Однако подлинность данного дела оставляет много сомнений, и в книге Джефри Рассела «Колдовство и ведьмы в Средние века» высказывается осторожное предположение, что вся эта «ведовская история» во многом оказывается более поздней фальсификацией, поскольку звучащие в ней обвинения «во многом предвосхитили будущие ведовские процессы, на которые, однако, она не могла оказать непосредственного влияния» (Рассел, 2001, с. 249). Более того, как подделку, относящуюся к более позднему времени (предположительно к XV или XVI вв.) ее рассматривает, как мы понимаем, и Норман Кон в своей знаменитой книге «Внутренние демоны Европы» (Cohn, 1975, p. 164). Как писал А. Я. Гуревич применительно к другим «известным ведовским процессам» этого периода: «Недавно было показано, что свидетельства о массовых расправах над ведьмами XIIIXIV вв.  это фальшивки, сфабрикованные в XV, XVI и даже в начале XIX в.» (Гуревич, 1987, с. 12).

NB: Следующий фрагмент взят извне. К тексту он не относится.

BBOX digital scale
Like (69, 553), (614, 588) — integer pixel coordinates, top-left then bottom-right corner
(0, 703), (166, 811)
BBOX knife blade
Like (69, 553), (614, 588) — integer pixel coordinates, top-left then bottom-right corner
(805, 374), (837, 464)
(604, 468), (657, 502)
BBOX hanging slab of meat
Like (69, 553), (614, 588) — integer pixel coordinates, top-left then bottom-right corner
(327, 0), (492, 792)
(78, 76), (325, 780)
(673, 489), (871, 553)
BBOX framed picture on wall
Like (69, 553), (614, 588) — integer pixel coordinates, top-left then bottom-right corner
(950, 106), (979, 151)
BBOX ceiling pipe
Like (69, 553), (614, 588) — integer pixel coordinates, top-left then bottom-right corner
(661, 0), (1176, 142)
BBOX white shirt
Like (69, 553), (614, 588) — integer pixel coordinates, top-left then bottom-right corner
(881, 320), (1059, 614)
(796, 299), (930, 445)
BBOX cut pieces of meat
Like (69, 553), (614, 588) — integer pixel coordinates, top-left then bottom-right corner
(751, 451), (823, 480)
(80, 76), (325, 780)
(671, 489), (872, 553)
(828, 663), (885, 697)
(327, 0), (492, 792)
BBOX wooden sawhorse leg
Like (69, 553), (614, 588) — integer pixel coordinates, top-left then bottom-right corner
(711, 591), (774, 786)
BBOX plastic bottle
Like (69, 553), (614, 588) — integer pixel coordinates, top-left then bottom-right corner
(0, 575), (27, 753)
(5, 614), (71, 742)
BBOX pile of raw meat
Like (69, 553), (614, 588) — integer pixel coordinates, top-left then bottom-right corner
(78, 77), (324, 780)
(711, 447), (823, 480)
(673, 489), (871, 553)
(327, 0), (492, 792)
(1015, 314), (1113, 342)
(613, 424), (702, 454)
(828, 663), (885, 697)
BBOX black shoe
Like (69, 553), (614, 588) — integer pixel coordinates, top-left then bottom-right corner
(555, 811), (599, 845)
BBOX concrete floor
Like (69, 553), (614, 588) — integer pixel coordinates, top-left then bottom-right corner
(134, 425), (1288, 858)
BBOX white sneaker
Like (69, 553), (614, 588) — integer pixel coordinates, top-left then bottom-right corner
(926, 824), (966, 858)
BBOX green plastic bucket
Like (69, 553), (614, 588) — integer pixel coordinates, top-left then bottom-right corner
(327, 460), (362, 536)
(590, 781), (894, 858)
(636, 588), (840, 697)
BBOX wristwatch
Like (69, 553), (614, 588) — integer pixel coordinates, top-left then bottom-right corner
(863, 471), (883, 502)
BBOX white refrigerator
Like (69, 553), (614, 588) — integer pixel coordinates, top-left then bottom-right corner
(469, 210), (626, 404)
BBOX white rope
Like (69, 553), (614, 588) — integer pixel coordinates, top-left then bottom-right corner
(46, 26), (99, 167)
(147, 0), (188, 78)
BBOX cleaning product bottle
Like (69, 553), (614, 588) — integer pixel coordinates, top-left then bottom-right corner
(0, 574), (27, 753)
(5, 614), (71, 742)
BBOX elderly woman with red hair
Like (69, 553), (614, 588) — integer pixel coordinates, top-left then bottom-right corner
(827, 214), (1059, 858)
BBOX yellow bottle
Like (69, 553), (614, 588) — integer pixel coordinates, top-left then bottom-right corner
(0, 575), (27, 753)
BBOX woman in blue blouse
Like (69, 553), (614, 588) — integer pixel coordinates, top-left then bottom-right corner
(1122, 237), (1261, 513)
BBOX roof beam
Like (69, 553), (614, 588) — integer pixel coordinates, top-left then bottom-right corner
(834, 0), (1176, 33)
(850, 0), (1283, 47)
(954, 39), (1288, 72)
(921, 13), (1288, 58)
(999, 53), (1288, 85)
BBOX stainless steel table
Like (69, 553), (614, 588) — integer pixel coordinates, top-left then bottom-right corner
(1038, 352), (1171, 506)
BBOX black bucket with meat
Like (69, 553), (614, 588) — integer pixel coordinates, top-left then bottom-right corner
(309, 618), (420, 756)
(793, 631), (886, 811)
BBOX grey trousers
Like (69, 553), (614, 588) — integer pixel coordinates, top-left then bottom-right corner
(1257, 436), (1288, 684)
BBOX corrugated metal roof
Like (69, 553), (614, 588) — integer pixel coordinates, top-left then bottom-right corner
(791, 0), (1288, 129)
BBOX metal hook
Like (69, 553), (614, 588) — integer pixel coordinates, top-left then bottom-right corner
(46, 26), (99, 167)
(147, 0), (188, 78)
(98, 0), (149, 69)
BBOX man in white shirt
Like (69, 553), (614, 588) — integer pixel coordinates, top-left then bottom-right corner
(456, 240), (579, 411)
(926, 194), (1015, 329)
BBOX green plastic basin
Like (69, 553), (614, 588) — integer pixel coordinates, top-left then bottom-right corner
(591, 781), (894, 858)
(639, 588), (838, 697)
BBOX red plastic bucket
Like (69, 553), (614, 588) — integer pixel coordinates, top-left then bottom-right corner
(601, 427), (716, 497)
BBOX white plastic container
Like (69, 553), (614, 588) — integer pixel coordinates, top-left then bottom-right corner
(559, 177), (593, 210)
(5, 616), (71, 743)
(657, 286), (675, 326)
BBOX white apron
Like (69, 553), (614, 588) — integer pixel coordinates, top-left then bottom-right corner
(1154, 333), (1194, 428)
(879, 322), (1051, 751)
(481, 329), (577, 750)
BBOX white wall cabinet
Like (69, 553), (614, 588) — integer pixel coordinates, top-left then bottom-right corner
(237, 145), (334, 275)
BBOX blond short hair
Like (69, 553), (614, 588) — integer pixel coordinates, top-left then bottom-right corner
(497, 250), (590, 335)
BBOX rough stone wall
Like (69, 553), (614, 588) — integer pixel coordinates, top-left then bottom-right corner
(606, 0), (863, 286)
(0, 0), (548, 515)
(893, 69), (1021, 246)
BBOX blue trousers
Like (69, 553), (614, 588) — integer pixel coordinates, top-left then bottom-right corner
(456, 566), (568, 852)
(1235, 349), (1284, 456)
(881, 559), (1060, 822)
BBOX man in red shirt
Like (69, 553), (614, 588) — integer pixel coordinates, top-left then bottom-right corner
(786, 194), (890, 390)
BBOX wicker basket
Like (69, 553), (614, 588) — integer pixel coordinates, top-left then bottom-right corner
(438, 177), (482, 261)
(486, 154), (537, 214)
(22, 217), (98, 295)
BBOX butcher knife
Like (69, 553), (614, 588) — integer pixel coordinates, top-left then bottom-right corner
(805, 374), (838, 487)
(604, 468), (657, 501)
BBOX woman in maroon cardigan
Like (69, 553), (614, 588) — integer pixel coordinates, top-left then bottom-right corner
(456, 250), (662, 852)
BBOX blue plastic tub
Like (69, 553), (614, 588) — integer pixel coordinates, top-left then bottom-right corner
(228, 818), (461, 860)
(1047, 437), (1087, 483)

Если судить по данным Дж. Рассела, единственным описанием этого дела является анонимный латинский текст, хранящийся в библиотеке Британского музея, который был в 1843 г. издан Томасом Райтом под названием «Современное повествование о деле против госпожи Алисы Китлер» (Wright, 1843). Все остальные источники, как он пишет, вторичны по отношению к этому тексту, включая хроники, составленные в конце XVI в. Естественно при этом усомниться в достоверности этого единственного источника и предположить, что и он был написан примерно в XVXVI вв. и затем принят Райтом за подлинный, причем текст этот был известен и хронистам XVI в., которые также принимали его на веру. Ссылки на то, что дело Алисы Китлер описано только в одном источнике, которым является сомнительное «Современное повествование», переходят сейчас из одной работы в другую и, таким образом, из одной крайности принимать на веру все, что приписывалось Алисе,  исследователи впадают в другую считать все дело поздней фальсификацией, не обращая внимания ни на хроники того времени, ни на записи в церковных книгах и магистрате города Килкенни. Истина, как мы понимаем, находится как раз посередине.

Примечания

1

Сочетание «средняя школа», как я понимаю, предполагает уже школу советского периода.

2

см. текст саги и предположение об идентичности Одды и Олега в: Пчелов, 2018, с. 184226.

3

В данном случае различие версий и редакций летописи представляется не очень существенным, как и реконструкция текста «Львовской летописи», изданная в 1792 г., которая послужила для Пушкина основным источником (см. уже упомянутую работу: Неклюдов, 2010; а также: Немировская, 1949).

4

О соотношении баллады Жуковского с «Песнью о Вещем Олеге», а также о специфическом ореоле метра АМ-4 см. в богатой материалом статье А. С. Немзера: Немзер, 2013.

5

И все же: «Я верую в пророчества пиитов»,  скажет тот же Пушкин позднее в «Борисе Годунове» устами Самозванца (см. подробнее о реализации в нашем времени архаического, но вечного конфликта носителей жреческой и воинской власти в работе: Мейлах, 2017).

6

На самом деле, как признает и она сама, их гораздо больше (см., например, об этом в работе: Schoepperle, 1919).

7

О предшествующих этому событиях и о сражении у Пустоши ОДай в мае 1318 г. с чисто исторической точки зрения см.: Watt, 1993.

8

Личная беседа, 10 июня 2021 г.

9

Сам А. С. Пушкин, как известно, гордился своей родословной и древними корнями, возводившими род к загадочной фигуре Ратши (или Рачи), служившего Александру Невскому (см.: Веселовский, 1990, с. 920).

10

Строго говоря, и в XIV в., и позднее, как и много ранее, в Ирландии считалось противозаконным не столько само колдовство, сколько его применение, а точнее достижение собственной выгоды при помощи магии. В древнеирландских законах лица, которые подозревались в колдовстве, как правило, имели более низкий статус (см. об этом подробнее в нашей работе: Михайлова, 2005), однако колдовство как таковое (например любовная магия, а тем более применение магии в медицине) не преследовалось. И, как мы понимаем, примерно такая же ситуация в свое время была характерна для всей Европы (см. об этом, а также об изменении отношения к колдовству в книге Ж. Мишле (1997), а также в фундаментальных трудах А. Я. Гуревича (1981, 1990). Кроме того, параллельно нарастала волна обвинений в ересях, что также собственно колдовством названо быть не может, и позднее (в городах, но не только) слилась в общую линию преследований.